Here’s a bulletin board I made last year with silhouettes I cut out of some favorite characters from children’s literature.
Students and teachers enjoyed identifying them.
How many can you name?
Why would a zombie just walk, when she could lurch? Or clomp? Or even trudge? Monsters Can Mosey–Understanding Shades of Meaning, story by Gillia M. Olson, illustrated by Ivica Stevanovic, is an excellent read aloud choice for upper elementary students to demonstrate how vocabulary choices can make writing more exciting and vivid.
It presents 18 different words with similar but different meanings, as zombie child, Frankie, is encouraged by her zombie mother to select a signature way of walking.

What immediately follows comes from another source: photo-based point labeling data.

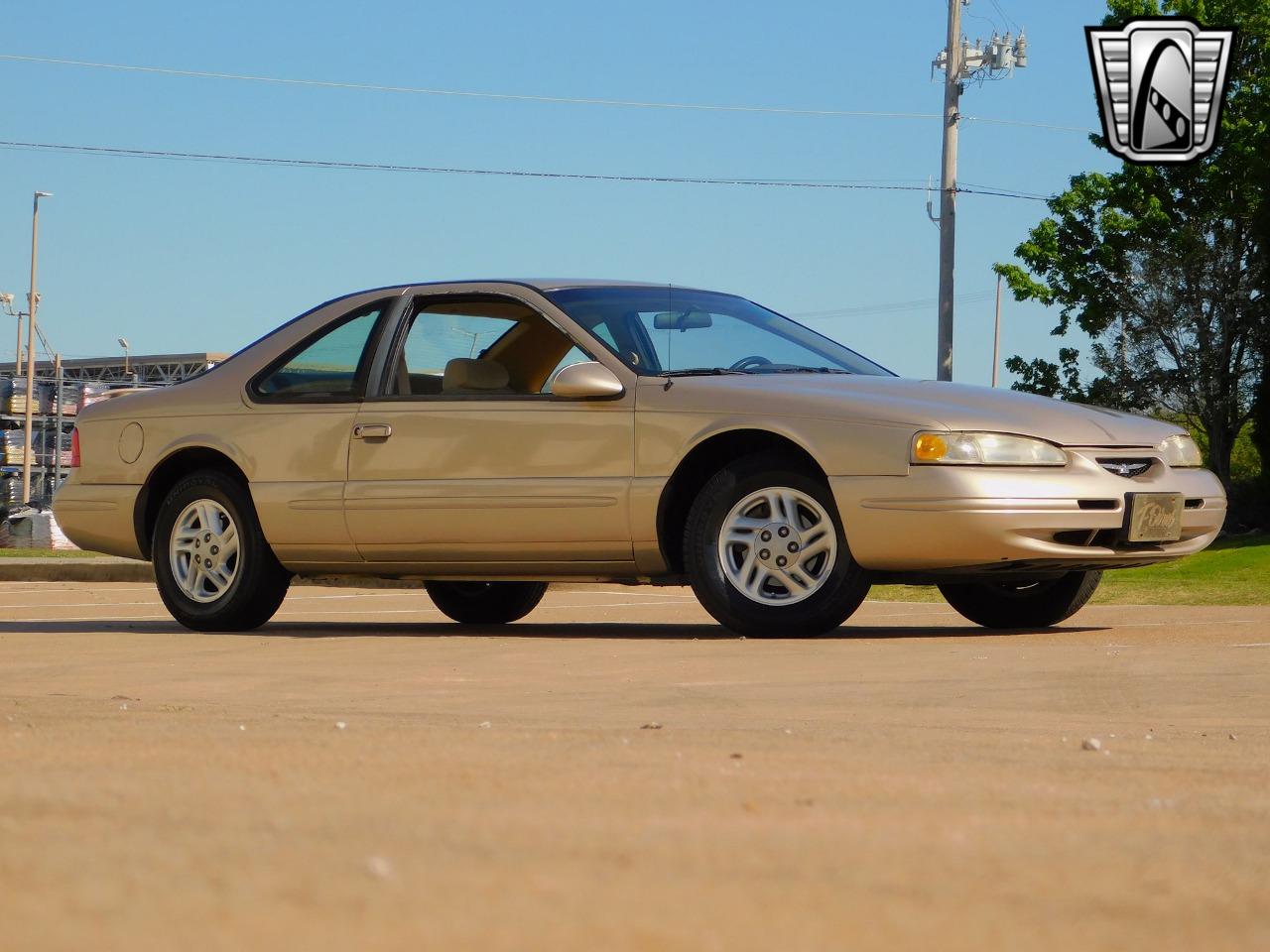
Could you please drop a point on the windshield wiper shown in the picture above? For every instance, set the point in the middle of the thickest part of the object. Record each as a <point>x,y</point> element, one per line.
<point>798,370</point>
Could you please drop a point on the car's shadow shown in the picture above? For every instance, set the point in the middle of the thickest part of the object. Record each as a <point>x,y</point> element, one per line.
<point>522,630</point>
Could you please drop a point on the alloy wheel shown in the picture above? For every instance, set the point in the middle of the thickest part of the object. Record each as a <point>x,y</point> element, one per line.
<point>778,546</point>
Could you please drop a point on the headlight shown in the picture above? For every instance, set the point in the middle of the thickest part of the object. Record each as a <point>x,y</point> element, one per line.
<point>1182,452</point>
<point>984,449</point>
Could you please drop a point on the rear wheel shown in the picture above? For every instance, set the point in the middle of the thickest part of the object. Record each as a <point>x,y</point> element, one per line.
<point>766,552</point>
<point>213,567</point>
<point>1014,604</point>
<point>485,602</point>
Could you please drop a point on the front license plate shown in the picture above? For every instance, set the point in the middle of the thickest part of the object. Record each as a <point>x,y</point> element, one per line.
<point>1156,517</point>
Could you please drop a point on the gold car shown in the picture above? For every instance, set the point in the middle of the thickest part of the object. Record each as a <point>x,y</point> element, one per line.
<point>489,436</point>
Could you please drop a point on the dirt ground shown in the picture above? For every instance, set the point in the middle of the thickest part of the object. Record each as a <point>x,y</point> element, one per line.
<point>619,774</point>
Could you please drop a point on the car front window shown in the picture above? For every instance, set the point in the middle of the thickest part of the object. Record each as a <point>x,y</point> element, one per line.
<point>671,330</point>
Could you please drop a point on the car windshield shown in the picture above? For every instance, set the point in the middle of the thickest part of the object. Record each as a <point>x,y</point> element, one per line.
<point>672,331</point>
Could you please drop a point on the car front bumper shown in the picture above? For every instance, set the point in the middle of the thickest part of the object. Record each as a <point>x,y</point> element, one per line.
<point>948,520</point>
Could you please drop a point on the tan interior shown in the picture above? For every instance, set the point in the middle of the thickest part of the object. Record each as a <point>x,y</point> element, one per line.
<point>526,354</point>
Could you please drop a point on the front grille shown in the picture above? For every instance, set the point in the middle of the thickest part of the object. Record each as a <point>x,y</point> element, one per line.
<point>1127,467</point>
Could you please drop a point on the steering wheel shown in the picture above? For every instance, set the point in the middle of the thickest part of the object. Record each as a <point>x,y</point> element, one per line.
<point>747,362</point>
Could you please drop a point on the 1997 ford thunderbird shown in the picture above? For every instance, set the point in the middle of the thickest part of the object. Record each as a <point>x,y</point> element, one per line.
<point>490,436</point>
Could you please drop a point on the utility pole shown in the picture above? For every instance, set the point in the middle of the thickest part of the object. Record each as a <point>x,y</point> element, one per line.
<point>996,338</point>
<point>948,188</point>
<point>961,62</point>
<point>33,299</point>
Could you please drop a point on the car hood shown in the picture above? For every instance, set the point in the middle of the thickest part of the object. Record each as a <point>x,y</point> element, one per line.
<point>922,404</point>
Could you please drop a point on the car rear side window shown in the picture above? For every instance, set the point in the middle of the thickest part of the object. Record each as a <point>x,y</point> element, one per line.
<point>327,367</point>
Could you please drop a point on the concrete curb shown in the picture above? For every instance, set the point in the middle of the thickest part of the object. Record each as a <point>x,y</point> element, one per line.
<point>107,569</point>
<point>90,569</point>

The illustrations are cartoonishly ghoulish, and will captivate a younger audience without frightening them. Characters have a gray-green pallor, unkempt hair, torn clothing, and have a few stitches holding them together, yet their wide-eyed faces give them a cute, silly appearance.
What did we do after we read the book? Picture a library full of 3rd graders, performing their best zombie walks with arms outstretched, and vacant expressions. These were the instructions, as we took 5 slow steps in each style.
You can guess how they walked out of the library, after their teacher lined them up. All monsters need a good walk.
Need a slightly scary story to read aloud in October, but don’t want to seriously frighten your little listeners? The 2013 Caldecott Honor Book, Creepy Carrots! by Aaron Reynolds is the answer.
Jasper Rabbit had a passion for carrots, and liberally helped himself to the carrots in Crackenhopper Field…until they started following him. Dun, dun dun!
Readers are led to wonder whether Jasper is imagining the appearance of scowling carrots in various locations. He sees them in the mirror of his bathroom while he is brushing his teeth, but when he turns around, there are only three orange objects sitting on the bath tub ledge. Were three creepy carrots glowering at him? Or was it just an orange washcloth, rubber duck, and shampoo bottle? Each sighting is similarly vague, with a variety of orange objects providing just enough doubt that only at the end of the book do readers learn the delightful truth about the carrots.
After I read the book, students made their own creepy carrots, and had the option to take it home with them, or tape it up in the library anywhere they chose (except ON a book). If they had time, many made two–one to take home, and one to decorate the library with for the month of October. The library has creepy carrots peeking out of all the bookshelves, and the students are loving seeing them all around.
Student: “My sister made one yesterday and hung it up on in the dining room at home!”
Me: “Was it really a creepy carrot, or was it just an orange vase?”